A massive data leak obtained by Channel 4 news (a British network, now famous for its investigative work on the Cambridge Analytica story) claims that Donald Trump’s 2016 campaign identified over 3 million Black American voters as people they wanted to keep away from the polls on Election Day. According to this report, Trump’s digital campaign essentially created files on millions of Americans and, using an algorithm, broke them down into categories, also known as “audiences.” In the case of Black voters, for example, about 3.5 million were allegedly put into the “deterrence” category. In fact, the “deterrence” group was reportedly mostly people of color, including Hispanic, Asian, and “other” groups.
Based on the leak, it appears that this campaign effort homed in on 16 key swing states, including Georgia, Wisconsin, and North Carolina. Now, it’s not possible to determine precisely how effective these methods may or may not have been for reasons we can explore below, but the leak itself is pretty damning regardless. Let’s breakdown what Channel 4 dug up below.
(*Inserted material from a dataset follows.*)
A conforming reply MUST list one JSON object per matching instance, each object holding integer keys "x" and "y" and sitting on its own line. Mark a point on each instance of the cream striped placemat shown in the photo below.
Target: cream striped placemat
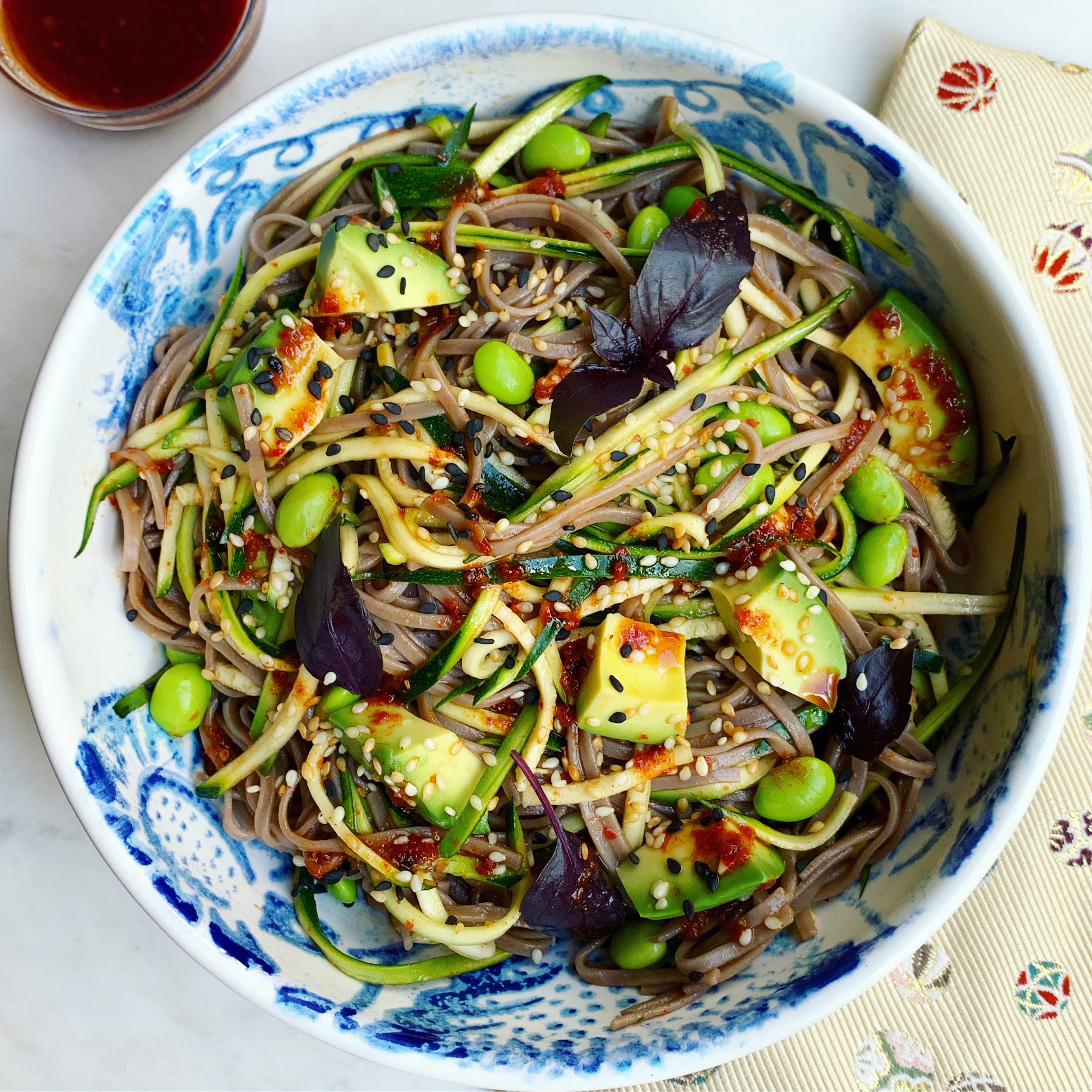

You might be thinking: Well, doesn’t everyone use data on voters? Sure. But, as Jamal Watkins, the vice president of the National Association for the Advanced of Colored People (NAACP) told Channel 4 on the matter, the idea is to use voter data to encourage people to vote, not to suppress them.
“We don’t use the data to say who can we deter and keep at home,” Watkins told the outlet. “That just seems, fundamentally, it’s a shift from the notion of democracy.”
The White House, the Trump campaign, and the Republican National Committee have declined to issue any comment on the matter so far. But we do know that the Trump campaign drops some major money into advertising, especially advertising on Facebook. Major money to the tune of $44 million in 2016 alone, in fact. And, even now, Trump’s reelection campaign drops enormous money on advertising on the platform.
So, what were those ads? Can we review them now? Well, no. Facebook didn’t keep a political ad library at that point (it does now), and Trump’s campaign had an enormous number of ads, including, per Channel 4, ads that may have disappeared from user feeds once the campaign stopped paying for them. Facebook also hasn’t clarified what ads were used in the months leading up to the November 2016 election. So how many people in the “deterrence” category were possibly targeted, and in what way? We really don’t know. But we know voters deserve answers.